Two years ago, shortly after Bush won reelection, McCain declared that the president has a right to appoint his team of advisers, even though they may be controversial or unappealing to senators who have the responsibility of confirming them.

“Mr. President, elections have consequences, and one consequence of President Bush’s reelection is that he has the right to appoint officials of his choice,” McCain said in a statement on the Senate floor as his colleagues were considering whether to confirm John Bolton as U.S. ambassador to the United Nations.

“I stress this, because the president nominates not the Democrats’ selection, nor mine or that of any other senator, but his own choice,” said McCain. “When President Clinton was elected, I did not share the policy views of some of the officials he nominated, but I voted to confirm them, knowing that the president has a right to put into place the team that he believes will serve him best.”

Bolton at the time was a far more controversial nominee. He never received a confirmation vote from the full Senate because Democrats filibustered his nomination with the support of Sen. George Voinovich (R-Ohio). Bolton attracted widespread criticism after the Foreign Relations Committee received testimony from the nominee’s former colleagues, who accused him of being abusive.

Democrats criticized Bolton’s nomination because of his outspoken critical views of the U.N., which he described as irrelevant and corrupt.

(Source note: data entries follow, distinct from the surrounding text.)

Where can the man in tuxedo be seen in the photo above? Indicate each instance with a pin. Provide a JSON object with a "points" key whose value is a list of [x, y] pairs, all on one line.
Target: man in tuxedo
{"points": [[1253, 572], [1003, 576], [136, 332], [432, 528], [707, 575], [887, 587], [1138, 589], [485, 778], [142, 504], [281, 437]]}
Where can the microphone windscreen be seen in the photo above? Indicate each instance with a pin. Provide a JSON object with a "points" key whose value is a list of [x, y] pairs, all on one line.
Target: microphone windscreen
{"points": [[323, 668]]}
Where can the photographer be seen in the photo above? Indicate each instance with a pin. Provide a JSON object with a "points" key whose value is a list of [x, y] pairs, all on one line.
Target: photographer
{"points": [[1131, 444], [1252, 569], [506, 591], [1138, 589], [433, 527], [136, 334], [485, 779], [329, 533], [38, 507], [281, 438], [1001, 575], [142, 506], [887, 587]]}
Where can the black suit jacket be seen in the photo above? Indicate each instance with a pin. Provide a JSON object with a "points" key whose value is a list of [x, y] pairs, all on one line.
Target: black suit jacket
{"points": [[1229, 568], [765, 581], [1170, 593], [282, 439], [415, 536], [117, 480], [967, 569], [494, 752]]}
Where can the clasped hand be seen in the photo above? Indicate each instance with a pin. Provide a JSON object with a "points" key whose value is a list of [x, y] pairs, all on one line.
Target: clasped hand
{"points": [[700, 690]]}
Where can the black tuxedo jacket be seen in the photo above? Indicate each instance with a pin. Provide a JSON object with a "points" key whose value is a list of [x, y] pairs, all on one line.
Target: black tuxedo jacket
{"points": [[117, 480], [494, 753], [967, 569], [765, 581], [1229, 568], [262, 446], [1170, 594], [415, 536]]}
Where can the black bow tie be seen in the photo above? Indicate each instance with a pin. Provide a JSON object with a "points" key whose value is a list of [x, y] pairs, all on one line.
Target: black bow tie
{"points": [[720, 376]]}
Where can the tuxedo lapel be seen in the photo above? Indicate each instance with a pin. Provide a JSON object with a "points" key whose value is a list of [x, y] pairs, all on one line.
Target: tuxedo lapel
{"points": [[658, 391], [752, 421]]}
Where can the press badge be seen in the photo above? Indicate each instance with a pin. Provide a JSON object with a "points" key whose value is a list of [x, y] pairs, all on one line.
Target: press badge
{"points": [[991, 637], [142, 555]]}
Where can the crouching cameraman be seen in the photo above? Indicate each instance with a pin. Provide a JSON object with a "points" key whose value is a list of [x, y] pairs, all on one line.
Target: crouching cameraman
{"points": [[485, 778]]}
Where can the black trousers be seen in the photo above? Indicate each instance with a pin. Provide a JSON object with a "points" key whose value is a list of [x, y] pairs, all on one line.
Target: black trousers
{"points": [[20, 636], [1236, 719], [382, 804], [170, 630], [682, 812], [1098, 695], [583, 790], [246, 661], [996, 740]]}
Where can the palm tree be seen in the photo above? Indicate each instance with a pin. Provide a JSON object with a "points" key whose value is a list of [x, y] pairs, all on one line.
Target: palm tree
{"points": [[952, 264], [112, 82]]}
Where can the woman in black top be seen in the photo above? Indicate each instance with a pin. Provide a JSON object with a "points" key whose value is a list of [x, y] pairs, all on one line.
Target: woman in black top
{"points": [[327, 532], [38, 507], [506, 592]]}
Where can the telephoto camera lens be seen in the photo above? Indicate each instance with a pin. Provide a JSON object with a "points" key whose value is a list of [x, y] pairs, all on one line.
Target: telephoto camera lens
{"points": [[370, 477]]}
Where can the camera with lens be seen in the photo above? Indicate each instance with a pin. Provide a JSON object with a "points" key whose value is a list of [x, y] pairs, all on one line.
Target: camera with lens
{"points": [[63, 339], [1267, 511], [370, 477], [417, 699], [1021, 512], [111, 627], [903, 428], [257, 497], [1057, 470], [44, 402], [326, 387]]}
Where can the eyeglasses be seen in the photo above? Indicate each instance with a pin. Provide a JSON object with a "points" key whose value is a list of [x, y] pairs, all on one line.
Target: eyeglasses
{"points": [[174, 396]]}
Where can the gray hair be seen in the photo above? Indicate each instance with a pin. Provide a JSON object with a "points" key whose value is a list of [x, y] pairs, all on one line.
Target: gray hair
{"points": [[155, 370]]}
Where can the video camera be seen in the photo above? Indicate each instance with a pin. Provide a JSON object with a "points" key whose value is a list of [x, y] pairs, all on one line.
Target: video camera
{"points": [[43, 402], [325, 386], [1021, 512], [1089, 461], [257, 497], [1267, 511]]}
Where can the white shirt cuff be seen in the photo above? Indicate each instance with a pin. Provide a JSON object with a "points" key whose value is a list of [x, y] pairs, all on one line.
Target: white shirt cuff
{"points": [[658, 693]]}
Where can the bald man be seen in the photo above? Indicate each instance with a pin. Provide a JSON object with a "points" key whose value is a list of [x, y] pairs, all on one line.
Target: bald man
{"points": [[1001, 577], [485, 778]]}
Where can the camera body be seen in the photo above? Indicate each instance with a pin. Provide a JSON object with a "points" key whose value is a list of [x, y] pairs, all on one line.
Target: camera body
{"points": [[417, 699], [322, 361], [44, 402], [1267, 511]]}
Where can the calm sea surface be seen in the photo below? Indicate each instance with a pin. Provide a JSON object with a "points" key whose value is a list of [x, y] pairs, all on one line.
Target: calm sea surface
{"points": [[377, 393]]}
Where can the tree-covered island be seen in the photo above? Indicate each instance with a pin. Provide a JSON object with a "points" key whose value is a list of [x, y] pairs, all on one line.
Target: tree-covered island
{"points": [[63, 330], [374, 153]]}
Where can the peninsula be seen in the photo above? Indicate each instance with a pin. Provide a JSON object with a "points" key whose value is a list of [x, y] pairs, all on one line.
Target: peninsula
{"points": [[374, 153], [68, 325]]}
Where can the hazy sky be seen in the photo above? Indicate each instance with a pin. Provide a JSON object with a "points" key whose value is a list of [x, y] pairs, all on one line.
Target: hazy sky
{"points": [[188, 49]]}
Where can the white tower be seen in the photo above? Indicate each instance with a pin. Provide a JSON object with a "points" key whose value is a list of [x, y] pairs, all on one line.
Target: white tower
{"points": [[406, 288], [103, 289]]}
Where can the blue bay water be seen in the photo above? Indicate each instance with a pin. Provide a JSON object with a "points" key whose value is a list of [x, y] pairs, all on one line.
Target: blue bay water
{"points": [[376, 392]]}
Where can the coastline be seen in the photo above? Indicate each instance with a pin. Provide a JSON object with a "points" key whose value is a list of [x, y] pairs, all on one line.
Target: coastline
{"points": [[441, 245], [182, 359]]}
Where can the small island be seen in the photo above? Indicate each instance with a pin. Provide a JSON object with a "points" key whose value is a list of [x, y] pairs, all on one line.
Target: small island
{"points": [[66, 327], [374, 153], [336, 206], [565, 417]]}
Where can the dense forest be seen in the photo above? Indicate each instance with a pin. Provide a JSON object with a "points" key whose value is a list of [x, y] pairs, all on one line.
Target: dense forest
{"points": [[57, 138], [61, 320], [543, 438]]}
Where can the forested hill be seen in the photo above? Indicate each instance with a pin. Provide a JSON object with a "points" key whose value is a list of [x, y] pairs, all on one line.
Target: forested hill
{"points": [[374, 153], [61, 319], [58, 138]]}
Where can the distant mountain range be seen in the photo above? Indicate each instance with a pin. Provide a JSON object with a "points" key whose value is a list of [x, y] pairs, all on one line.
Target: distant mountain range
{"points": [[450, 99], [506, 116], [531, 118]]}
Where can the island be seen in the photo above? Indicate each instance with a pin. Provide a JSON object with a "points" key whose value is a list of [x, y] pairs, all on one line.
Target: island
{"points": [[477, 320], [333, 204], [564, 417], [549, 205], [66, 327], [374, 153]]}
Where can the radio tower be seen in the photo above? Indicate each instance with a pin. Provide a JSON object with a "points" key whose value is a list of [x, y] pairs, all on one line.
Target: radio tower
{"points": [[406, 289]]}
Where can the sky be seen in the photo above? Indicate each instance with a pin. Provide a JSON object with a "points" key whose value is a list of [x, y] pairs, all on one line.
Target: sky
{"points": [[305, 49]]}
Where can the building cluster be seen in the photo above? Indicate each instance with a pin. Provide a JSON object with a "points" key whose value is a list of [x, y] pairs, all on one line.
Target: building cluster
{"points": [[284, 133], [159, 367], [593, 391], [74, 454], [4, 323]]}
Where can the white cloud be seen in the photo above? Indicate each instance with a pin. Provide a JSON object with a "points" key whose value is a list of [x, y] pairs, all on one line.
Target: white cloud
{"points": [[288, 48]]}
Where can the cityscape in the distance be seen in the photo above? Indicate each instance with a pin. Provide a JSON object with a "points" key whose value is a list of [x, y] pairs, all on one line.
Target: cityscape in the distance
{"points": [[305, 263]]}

Melissa Shuffield, McCain’s spokeswoman, said his statement during the Bolton debate conveyed his belief that presidential appointees should receive up-or-down confirmation votes, and did not mean to say they are entitled to unanimous approval.

She noted that in the same floor statement that McCain urged his colleagues to allow a vote to proceed.

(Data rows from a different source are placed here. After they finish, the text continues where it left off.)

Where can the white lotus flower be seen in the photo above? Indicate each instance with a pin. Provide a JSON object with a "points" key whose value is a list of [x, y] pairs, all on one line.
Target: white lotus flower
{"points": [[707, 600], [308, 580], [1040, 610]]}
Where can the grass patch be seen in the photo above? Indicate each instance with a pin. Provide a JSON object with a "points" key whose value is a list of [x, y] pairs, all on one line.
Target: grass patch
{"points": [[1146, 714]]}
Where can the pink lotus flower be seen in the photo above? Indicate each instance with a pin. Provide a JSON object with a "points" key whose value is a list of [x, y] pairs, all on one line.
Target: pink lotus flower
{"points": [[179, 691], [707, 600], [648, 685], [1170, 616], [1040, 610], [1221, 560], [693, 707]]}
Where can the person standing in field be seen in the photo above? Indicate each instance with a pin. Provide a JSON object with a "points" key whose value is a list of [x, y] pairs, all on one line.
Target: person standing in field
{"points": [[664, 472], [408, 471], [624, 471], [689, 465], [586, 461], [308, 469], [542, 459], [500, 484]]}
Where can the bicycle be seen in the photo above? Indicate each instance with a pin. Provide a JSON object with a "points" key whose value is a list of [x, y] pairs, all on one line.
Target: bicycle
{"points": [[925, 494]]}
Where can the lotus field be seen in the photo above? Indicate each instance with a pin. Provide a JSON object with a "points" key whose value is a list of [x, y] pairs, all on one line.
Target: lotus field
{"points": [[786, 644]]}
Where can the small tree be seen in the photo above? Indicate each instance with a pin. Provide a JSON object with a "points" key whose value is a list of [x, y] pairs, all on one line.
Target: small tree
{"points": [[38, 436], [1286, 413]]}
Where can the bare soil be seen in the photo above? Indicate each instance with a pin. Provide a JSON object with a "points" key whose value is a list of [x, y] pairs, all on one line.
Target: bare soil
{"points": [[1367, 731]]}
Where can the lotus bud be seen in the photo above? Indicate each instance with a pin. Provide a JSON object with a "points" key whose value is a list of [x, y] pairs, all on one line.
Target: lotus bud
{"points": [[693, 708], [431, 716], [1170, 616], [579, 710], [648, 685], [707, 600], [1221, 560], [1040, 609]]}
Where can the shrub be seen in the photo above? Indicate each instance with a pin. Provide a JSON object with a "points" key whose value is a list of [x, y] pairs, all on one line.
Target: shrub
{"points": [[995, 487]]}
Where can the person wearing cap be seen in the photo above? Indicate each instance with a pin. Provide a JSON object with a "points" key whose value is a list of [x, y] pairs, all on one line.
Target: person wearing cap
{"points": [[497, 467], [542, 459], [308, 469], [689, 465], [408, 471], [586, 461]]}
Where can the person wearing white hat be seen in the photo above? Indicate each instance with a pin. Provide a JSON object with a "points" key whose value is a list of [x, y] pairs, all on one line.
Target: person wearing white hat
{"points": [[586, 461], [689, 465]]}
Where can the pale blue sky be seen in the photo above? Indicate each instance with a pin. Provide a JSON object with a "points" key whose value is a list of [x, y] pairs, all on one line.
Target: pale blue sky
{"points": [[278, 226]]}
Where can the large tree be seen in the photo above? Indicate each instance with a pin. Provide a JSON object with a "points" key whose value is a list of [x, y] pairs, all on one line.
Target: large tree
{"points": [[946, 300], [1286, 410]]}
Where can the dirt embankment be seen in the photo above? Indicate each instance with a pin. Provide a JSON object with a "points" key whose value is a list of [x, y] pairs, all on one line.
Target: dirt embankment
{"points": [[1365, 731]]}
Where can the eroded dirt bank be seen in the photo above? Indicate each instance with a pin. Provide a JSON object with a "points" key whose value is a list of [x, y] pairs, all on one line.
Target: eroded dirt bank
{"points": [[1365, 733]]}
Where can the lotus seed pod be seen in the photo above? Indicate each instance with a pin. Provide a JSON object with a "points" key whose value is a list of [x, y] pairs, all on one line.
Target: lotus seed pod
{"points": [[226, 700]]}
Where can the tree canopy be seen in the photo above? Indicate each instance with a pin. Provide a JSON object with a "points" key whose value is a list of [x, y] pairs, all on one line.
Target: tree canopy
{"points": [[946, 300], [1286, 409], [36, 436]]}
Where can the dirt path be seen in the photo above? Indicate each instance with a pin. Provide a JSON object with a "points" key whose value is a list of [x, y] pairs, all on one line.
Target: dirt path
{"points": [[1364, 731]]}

“For my colleagues who disagree and do not want Mr. Bolton there, I respect their views,” he said. “But let’s go ahead and give him an up-or-down vote before we go into recess for a week. Let him go.”

Senate approval for the position of Army chief of staff is usually routine — either by voice vote or unanimous consent.

There is only one recorded instance of the Senate voting on an Army chief of staff, which happened in 1972 after public support for the Vietnam war had cratered when Sens. Frank Church (D-Idaho) and William Proxmire (D-Wis.) cast the only two votes against Gen. Creighton Abrams. Neither lawmaker sat on the Armed Services Committee at that time, according to Senate records.

“This is not a typical step,” said Norman Ornstein, a congressional scholar at the American Enterprise Institute, of McCain’s vote. “It’s a reflection of a deep frustration that McCain has felt for three years about the way this war has been conducted; a frustration with [former Defense Secretary Donald] Rumsfeld, with the president and vice president, and with the military.”

McCain did not have a chance to formally register his position on the war earlier this week when he missed the vote on proceeding to consideration of two Iraqi war resolutions, including one he sponsored along with Sens. Lindsey Graham (R-S.C.) and Joe Lieberman (D-Conn.). McCain was in Texas meeting with political supporters.

Sen. Edward Kennedy (D-Mass.) and other Democrats claimed the vote on whether to end a filibuster of the resolutions would be considered tantamount to a vote on the war itself if Republicans successfully blocked consideration of the resolutions.

Luis Miranda, a spokesman for the Democratic National Committee, said that McCain was trying to distance himself from the president’s war policy, but that it would not succeed.

But Ornstein disputed allegations of McCain’s political motive.

“This is not an area where McCain is posturing for politics,” said Ornstein, who explained that his judgment was based on knowing McCain personally. “That line is drawn. When it comes to war and peace John McCain is going to do what he thinks is right no matter what.”

Sen. Sam Brownback (R-Kan.), one of McCain’s rivals for the Republican presidential nomination, declined to offer judgment on his colleague.

“I don’t know what his rationale was,” he said.

But others said they respected McCain’s stance.

“I respect John McCain and his extraordinary knowledge of the U.S. military,” said Sen. John Warner (R-Va.), who preceded McCain as the senior Republican on Armed Services. “His vote should be respected.”